Magnetic force between two parallelly moving charged particles

Question

From what I've read on magnetism as a result of incorporating special relativity into electrostatics, I have got the impression that:

a) If you have two parallel and (for simplicity) infinite streams of moving particles with equal velocity, in the particles' frame they observe each other to be stationary. The Coulomb force on any one particle is given by $qE$ where E is resultant field.

b) Viewing the same situation from a laboratory reference frame, we observe a length contraction for both streams. Then the particles appear closer to each other, so the density appears to us to be more than what the particle observes. So we predict a larger Coulomb force of repulsion than the actual force that the particle feels, and introduce the magnetic field as a 'correction'. For a section of aforementioned infinite streams of length x and separation r: $$ F_{net} = (F_{coul})_{frame} = (F_{coul})_{obs} + F_b \implies F_b = (F_{coul})_{frame} - (F_{coul})_{obs} $$ $$ F_b = \frac{1}{2\pi\epsilon_0r}\lambda_{frame}^2x - \frac{1}{2\pi\epsilon_0r}\lambda_{obs}^2x $$ Now by apparent length contraction of the particle stream in the lab frame: $\lambda_{frame} = \lambda_{obs}\sqrt{1 - v^2/c^2} $ $$ \implies F_b = -\frac{1}{2\pi\epsilon_0r}\lambda_{obs}^2x(1-\frac{c^2 - v^2}{c^2}) = -\frac{\lambda_{obs}^2v^2x}{2\pi\epsilon_0rc^2} = -\frac{i^2x}{2\pi\epsilon_0rc^2} =-\mu_0\frac{i^2x}{2\pi r} $$ I.e. the force is attractive in nature and this agrees with $ c^2 = \frac{1}{\mu_0\epsilon_0} $ and what was predicted by Biot-Savart's law.

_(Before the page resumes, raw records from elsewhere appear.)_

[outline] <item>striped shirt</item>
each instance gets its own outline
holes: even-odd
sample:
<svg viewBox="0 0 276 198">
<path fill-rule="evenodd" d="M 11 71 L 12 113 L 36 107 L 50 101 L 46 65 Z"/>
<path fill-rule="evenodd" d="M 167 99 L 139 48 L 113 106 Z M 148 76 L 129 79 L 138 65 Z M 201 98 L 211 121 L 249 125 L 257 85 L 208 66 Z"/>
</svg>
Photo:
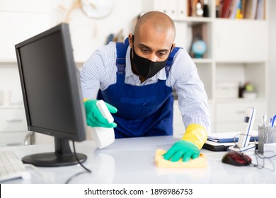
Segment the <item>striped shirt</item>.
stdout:
<svg viewBox="0 0 276 198">
<path fill-rule="evenodd" d="M 83 98 L 96 98 L 99 89 L 105 90 L 116 83 L 116 43 L 110 42 L 96 50 L 80 71 Z M 184 126 L 200 124 L 207 133 L 210 131 L 210 117 L 207 95 L 200 81 L 197 67 L 188 52 L 180 49 L 173 59 L 173 64 L 166 78 L 165 69 L 141 83 L 139 76 L 131 69 L 130 47 L 126 54 L 125 83 L 142 86 L 154 83 L 159 79 L 166 80 L 167 86 L 175 89 Z"/>
</svg>

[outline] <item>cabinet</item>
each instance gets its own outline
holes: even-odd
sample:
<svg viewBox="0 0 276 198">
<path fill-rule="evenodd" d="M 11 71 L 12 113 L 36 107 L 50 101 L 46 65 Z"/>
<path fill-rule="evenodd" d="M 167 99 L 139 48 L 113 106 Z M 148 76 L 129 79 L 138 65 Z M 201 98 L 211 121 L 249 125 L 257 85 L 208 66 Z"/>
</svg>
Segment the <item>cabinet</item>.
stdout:
<svg viewBox="0 0 276 198">
<path fill-rule="evenodd" d="M 177 46 L 189 52 L 195 28 L 202 26 L 207 52 L 202 58 L 194 58 L 193 61 L 208 95 L 212 132 L 240 130 L 248 106 L 256 110 L 253 128 L 257 129 L 262 124 L 263 115 L 268 113 L 270 1 L 264 0 L 263 19 L 216 17 L 216 4 L 221 1 L 215 0 L 201 1 L 208 3 L 208 17 L 188 16 L 187 12 L 179 11 L 179 6 L 186 6 L 188 11 L 189 3 L 197 1 L 173 0 L 170 6 L 162 4 L 163 1 L 147 4 L 151 4 L 152 10 L 165 12 L 174 21 Z M 253 86 L 256 97 L 238 97 L 238 86 L 246 82 Z M 175 116 L 177 126 L 179 116 Z"/>
</svg>

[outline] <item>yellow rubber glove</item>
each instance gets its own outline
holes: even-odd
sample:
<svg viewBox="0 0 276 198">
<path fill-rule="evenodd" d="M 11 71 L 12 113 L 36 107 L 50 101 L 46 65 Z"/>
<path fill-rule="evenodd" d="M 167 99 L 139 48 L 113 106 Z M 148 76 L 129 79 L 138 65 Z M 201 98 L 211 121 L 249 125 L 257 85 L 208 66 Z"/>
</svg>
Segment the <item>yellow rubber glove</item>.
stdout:
<svg viewBox="0 0 276 198">
<path fill-rule="evenodd" d="M 200 124 L 190 124 L 181 140 L 176 142 L 163 155 L 164 159 L 173 162 L 183 158 L 183 161 L 195 159 L 200 156 L 200 149 L 207 139 L 205 129 Z"/>
</svg>

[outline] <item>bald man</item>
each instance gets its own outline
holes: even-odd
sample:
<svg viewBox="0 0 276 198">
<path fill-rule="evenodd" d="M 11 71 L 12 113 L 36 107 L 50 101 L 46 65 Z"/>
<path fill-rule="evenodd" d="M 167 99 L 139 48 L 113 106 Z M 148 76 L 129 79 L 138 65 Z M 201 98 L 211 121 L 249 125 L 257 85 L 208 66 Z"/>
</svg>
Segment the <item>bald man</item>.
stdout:
<svg viewBox="0 0 276 198">
<path fill-rule="evenodd" d="M 210 129 L 207 96 L 187 52 L 176 47 L 173 21 L 148 12 L 125 42 L 110 42 L 84 63 L 80 78 L 87 124 L 114 127 L 115 138 L 173 134 L 173 88 L 185 132 L 165 153 L 177 161 L 196 158 Z M 97 97 L 97 98 L 96 98 Z M 95 105 L 103 100 L 115 122 Z"/>
</svg>

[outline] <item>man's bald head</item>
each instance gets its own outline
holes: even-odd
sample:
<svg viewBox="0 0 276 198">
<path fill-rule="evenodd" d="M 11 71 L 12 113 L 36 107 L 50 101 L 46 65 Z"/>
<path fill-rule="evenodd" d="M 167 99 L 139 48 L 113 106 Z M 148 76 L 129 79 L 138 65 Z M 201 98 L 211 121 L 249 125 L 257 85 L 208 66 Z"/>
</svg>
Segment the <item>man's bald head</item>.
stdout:
<svg viewBox="0 0 276 198">
<path fill-rule="evenodd" d="M 159 11 L 146 13 L 138 20 L 134 35 L 135 37 L 151 36 L 165 37 L 171 43 L 176 37 L 176 28 L 173 21 L 166 13 Z"/>
</svg>

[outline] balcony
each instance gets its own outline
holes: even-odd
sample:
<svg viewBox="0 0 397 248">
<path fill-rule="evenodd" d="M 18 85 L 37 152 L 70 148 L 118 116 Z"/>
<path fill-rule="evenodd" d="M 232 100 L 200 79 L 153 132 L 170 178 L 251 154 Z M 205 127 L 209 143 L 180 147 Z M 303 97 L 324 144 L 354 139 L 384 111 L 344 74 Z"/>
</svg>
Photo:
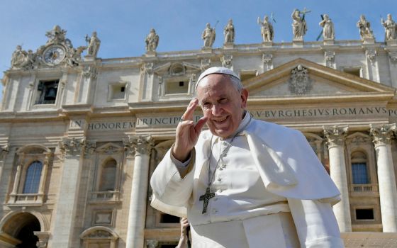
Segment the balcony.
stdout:
<svg viewBox="0 0 397 248">
<path fill-rule="evenodd" d="M 93 204 L 121 202 L 120 191 L 93 191 L 89 202 Z"/>
<path fill-rule="evenodd" d="M 41 205 L 43 203 L 43 193 L 11 193 L 7 205 Z"/>
<path fill-rule="evenodd" d="M 379 194 L 377 184 L 350 184 L 349 191 L 353 196 L 379 196 Z"/>
</svg>

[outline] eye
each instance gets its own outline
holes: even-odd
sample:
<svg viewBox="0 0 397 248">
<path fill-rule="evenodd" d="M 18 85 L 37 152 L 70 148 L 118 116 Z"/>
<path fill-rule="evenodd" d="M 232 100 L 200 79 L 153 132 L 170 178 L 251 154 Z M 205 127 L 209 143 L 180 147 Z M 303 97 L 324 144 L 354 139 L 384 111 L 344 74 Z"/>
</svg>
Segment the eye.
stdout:
<svg viewBox="0 0 397 248">
<path fill-rule="evenodd" d="M 211 108 L 212 104 L 211 103 L 203 103 L 203 108 L 208 109 Z"/>
<path fill-rule="evenodd" d="M 223 104 L 223 103 L 228 103 L 228 98 L 223 98 L 219 99 L 219 101 L 218 101 L 218 102 L 219 103 L 220 103 L 220 104 Z"/>
</svg>

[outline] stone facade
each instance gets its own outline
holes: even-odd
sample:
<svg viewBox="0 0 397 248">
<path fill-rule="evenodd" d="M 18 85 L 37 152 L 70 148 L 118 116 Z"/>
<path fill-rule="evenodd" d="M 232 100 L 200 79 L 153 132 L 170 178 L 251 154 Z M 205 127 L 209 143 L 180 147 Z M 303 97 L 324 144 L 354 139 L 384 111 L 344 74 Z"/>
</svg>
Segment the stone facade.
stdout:
<svg viewBox="0 0 397 248">
<path fill-rule="evenodd" d="M 346 244 L 397 243 L 395 43 L 226 44 L 101 59 L 97 50 L 82 57 L 86 47 L 68 46 L 65 33 L 55 27 L 36 59 L 3 79 L 2 247 L 28 242 L 26 227 L 38 247 L 175 244 L 179 220 L 150 206 L 149 178 L 200 73 L 220 65 L 241 77 L 254 118 L 305 134 L 342 192 L 334 210 Z"/>
</svg>

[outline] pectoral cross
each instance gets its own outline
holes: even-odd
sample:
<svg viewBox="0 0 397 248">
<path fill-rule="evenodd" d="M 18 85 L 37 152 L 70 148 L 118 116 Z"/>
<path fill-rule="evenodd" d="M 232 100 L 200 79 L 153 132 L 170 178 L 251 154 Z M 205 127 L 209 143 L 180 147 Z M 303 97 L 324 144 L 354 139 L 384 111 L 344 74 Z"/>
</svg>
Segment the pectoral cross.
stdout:
<svg viewBox="0 0 397 248">
<path fill-rule="evenodd" d="M 207 213 L 207 206 L 208 205 L 208 201 L 211 198 L 215 196 L 215 193 L 211 192 L 210 187 L 207 187 L 206 189 L 206 193 L 200 196 L 199 201 L 203 201 L 203 212 L 202 214 Z"/>
</svg>

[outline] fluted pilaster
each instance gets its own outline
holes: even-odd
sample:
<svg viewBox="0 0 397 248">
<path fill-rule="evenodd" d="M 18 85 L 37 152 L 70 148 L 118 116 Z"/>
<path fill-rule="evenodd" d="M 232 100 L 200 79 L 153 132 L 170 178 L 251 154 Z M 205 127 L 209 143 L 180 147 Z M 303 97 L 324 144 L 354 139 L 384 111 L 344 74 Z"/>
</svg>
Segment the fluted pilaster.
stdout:
<svg viewBox="0 0 397 248">
<path fill-rule="evenodd" d="M 342 201 L 333 206 L 339 229 L 341 232 L 352 232 L 349 187 L 345 158 L 345 139 L 347 135 L 347 126 L 324 128 L 327 137 L 330 157 L 330 174 L 331 179 L 341 193 Z"/>
<path fill-rule="evenodd" d="M 396 130 L 396 124 L 371 125 L 371 136 L 376 152 L 384 232 L 397 232 L 397 188 L 391 147 L 391 141 Z"/>
<path fill-rule="evenodd" d="M 146 198 L 150 150 L 153 143 L 150 136 L 129 136 L 123 140 L 128 163 L 133 159 L 133 174 L 126 248 L 142 247 L 144 245 Z"/>
<path fill-rule="evenodd" d="M 72 247 L 73 228 L 83 167 L 86 139 L 65 137 L 60 142 L 60 150 L 64 154 L 59 200 L 57 203 L 54 229 L 48 247 Z"/>
</svg>

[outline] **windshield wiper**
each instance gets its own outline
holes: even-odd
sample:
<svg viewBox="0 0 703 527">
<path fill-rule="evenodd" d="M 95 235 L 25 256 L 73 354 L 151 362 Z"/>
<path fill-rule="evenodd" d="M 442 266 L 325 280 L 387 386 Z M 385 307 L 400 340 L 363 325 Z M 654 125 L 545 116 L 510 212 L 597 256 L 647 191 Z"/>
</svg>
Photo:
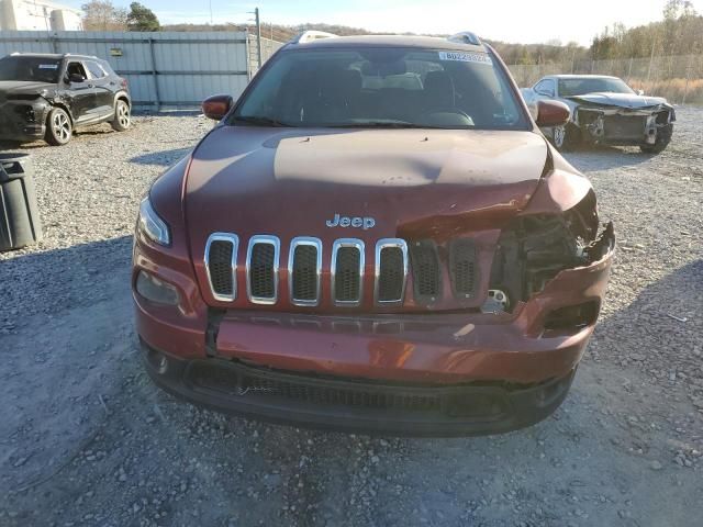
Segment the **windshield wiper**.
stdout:
<svg viewBox="0 0 703 527">
<path fill-rule="evenodd" d="M 282 123 L 272 117 L 265 115 L 237 115 L 234 117 L 235 123 L 247 123 L 257 126 L 292 126 L 292 124 Z"/>
</svg>

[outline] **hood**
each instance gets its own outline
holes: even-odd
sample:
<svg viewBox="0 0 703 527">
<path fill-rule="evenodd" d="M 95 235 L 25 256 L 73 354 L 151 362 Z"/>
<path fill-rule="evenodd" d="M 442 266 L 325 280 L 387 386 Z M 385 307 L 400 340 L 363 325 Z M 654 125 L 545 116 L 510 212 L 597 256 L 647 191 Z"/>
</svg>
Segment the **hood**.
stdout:
<svg viewBox="0 0 703 527">
<path fill-rule="evenodd" d="M 56 85 L 49 82 L 36 82 L 31 80 L 0 80 L 0 94 L 37 94 L 56 89 Z"/>
<path fill-rule="evenodd" d="M 663 97 L 638 96 L 636 93 L 587 93 L 584 96 L 569 97 L 572 101 L 601 104 L 604 106 L 621 106 L 631 109 L 650 108 L 666 104 Z"/>
<path fill-rule="evenodd" d="M 375 243 L 500 228 L 526 205 L 546 156 L 533 132 L 221 126 L 188 175 L 192 254 L 213 232 Z M 335 215 L 373 226 L 335 226 Z"/>
</svg>

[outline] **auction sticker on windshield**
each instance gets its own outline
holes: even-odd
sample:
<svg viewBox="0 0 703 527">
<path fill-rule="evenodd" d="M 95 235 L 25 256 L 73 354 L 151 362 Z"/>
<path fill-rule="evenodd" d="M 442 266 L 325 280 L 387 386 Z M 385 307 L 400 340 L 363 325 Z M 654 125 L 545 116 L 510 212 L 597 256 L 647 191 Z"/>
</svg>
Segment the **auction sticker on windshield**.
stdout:
<svg viewBox="0 0 703 527">
<path fill-rule="evenodd" d="M 439 52 L 442 60 L 455 60 L 459 63 L 478 63 L 493 66 L 491 57 L 483 53 Z"/>
</svg>

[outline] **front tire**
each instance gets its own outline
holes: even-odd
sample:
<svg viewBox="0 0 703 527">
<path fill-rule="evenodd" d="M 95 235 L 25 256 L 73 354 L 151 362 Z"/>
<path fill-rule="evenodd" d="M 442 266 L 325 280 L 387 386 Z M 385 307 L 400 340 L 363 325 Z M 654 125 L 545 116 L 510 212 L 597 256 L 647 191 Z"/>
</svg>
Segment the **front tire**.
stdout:
<svg viewBox="0 0 703 527">
<path fill-rule="evenodd" d="M 132 124 L 130 115 L 130 105 L 123 100 L 119 100 L 114 105 L 114 120 L 112 121 L 112 130 L 115 132 L 124 132 Z"/>
<path fill-rule="evenodd" d="M 46 120 L 46 136 L 44 139 L 52 146 L 63 146 L 74 134 L 74 124 L 68 113 L 62 108 L 55 108 Z"/>
</svg>

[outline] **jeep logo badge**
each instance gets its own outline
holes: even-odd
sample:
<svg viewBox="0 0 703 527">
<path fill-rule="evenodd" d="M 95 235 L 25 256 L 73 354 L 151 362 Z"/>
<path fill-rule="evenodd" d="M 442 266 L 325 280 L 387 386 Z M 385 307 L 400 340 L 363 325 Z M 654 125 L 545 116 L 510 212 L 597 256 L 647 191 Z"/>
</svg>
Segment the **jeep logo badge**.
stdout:
<svg viewBox="0 0 703 527">
<path fill-rule="evenodd" d="M 371 228 L 376 225 L 376 220 L 370 216 L 365 217 L 349 217 L 349 216 L 341 216 L 339 214 L 335 214 L 332 220 L 327 220 L 325 224 L 328 227 L 355 227 L 362 228 L 366 231 L 367 228 Z"/>
</svg>

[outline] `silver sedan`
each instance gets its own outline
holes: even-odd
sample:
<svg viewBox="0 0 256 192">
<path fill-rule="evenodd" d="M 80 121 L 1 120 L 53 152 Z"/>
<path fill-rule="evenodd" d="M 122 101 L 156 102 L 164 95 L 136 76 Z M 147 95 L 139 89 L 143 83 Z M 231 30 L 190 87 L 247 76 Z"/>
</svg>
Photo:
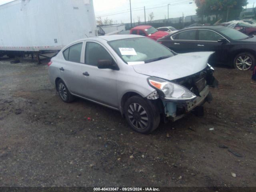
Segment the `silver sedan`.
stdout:
<svg viewBox="0 0 256 192">
<path fill-rule="evenodd" d="M 79 97 L 119 110 L 132 129 L 148 133 L 160 119 L 176 120 L 211 101 L 212 53 L 177 54 L 140 36 L 103 36 L 66 46 L 48 72 L 64 102 Z"/>
</svg>

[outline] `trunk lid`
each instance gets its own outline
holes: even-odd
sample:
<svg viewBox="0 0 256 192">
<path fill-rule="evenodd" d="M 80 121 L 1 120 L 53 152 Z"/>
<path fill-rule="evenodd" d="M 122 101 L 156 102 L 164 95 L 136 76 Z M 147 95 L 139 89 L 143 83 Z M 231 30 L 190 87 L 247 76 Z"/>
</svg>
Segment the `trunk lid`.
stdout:
<svg viewBox="0 0 256 192">
<path fill-rule="evenodd" d="M 144 64 L 133 65 L 136 72 L 169 80 L 186 77 L 207 66 L 212 52 L 178 54 L 169 58 Z"/>
</svg>

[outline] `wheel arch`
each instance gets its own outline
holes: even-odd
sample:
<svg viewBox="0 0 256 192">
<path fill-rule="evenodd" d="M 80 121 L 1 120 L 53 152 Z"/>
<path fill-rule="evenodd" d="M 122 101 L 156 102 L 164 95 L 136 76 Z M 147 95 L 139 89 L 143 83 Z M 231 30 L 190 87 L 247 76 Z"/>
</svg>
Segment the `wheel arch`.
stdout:
<svg viewBox="0 0 256 192">
<path fill-rule="evenodd" d="M 256 55 L 256 51 L 254 51 L 251 49 L 249 48 L 243 48 L 237 50 L 235 50 L 233 52 L 232 54 L 232 56 L 230 57 L 230 59 L 232 60 L 232 64 L 234 62 L 234 60 L 235 59 L 235 57 L 240 53 L 244 53 L 245 52 L 248 52 L 254 55 Z M 254 56 L 254 58 L 256 59 L 256 57 Z"/>
<path fill-rule="evenodd" d="M 126 102 L 127 100 L 128 100 L 128 99 L 129 98 L 130 98 L 131 97 L 133 96 L 140 96 L 142 98 L 144 98 L 144 97 L 142 96 L 141 94 L 138 94 L 138 93 L 133 92 L 133 91 L 129 91 L 129 92 L 127 92 L 125 93 L 123 95 L 122 98 L 122 99 L 121 100 L 121 110 L 120 110 L 121 114 L 122 116 L 123 116 L 123 117 L 124 117 L 124 104 L 125 104 L 125 102 Z"/>
</svg>

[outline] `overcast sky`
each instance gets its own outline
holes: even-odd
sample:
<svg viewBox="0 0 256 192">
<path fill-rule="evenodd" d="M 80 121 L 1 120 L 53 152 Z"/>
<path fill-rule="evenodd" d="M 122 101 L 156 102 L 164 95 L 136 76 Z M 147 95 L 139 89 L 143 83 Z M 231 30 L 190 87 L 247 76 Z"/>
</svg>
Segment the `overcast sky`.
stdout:
<svg viewBox="0 0 256 192">
<path fill-rule="evenodd" d="M 12 1 L 13 0 L 0 0 L 0 4 Z M 196 14 L 196 7 L 192 0 L 131 0 L 132 13 L 132 20 L 138 21 L 140 17 L 140 21 L 144 20 L 144 6 L 146 7 L 146 19 L 148 20 L 148 15 L 154 13 L 154 20 L 168 17 L 167 4 L 169 8 L 169 18 L 181 17 L 182 12 L 184 16 Z M 256 0 L 248 0 L 248 8 L 252 7 Z M 95 15 L 101 16 L 103 20 L 107 17 L 113 21 L 120 23 L 130 22 L 129 0 L 93 0 Z M 190 3 L 192 3 L 190 4 Z"/>
</svg>

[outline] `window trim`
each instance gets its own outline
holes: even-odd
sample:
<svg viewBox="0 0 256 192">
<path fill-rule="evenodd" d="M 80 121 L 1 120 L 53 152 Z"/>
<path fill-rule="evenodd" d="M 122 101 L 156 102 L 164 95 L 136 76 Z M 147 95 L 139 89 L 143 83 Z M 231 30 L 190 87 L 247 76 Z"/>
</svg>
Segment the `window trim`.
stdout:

The question arises what happens if there is no stream but just, say, two parallel particles moving with the same velocity? There is no question of any charge density observed or otherwise. But in the particle's frame of reference there is just the Coulomb force, and in our frame of reference there is also the Coulomb force, which should not change as there is no length contraction observed. What am I getting wrong here? Surely one moving charged particle generates a magnetic field (which I was told is true in any frame where the charge moves), and the field would act on the parallel particle? How do we explain this with special relativity?

Answer 1

So imagine two point, positive charges at rest, in a frame S: the interaction is purely Coulombic, and the force on one another has magnitude $\frac{q}{4\pi\epsilon_0r^2}$, $r$ is the distance between them. Now consider the events from a frame, which I denote as $\bar S$, moving along the x-axis at velocity v: the charges are moving according to this frame. Now, the transformation for fields in special relativity is as follows: suppose one has a frame $S$ with electric and magnetic fields denoted by $(E_x, E_y, E_z)$ and $(B_x, B_y, B_z)$ and another frame $\bar S$ moving at speed v, along the x-axis, relative to S, where the fields are given by $(\bar{E_x},\bar{E_y},\bar{E_z})$ and $(\bar{B_x},\bar{B_y},\bar{B_z})$. Then,

$\bar{E_x} = E_x, \bar{B_x}=B_x$

$\bar{E_y} = \gamma(E_y-vB_z), \bar{B_z}=\gamma(B_z-\frac{v}{c^2}E_y)$

$\bar{E_z} = \gamma(E_z+vB_y), \bar{B_y}=\gamma(B_y+\frac{v}{c^2}E_z)$

This derivation can be found in textbooks like Griffiths' Introduction to Electrodynamics or Feynman's Lectures. In our case, from $S$ there is only an electric field, which will have three components, and a magnetic field which is zero. However, when looking from $\bar S$, there are electric as well as magnetic fields due to the transformation equation I have stated. So yeah, the Coulombic field does change, and we also have a magnetic field here!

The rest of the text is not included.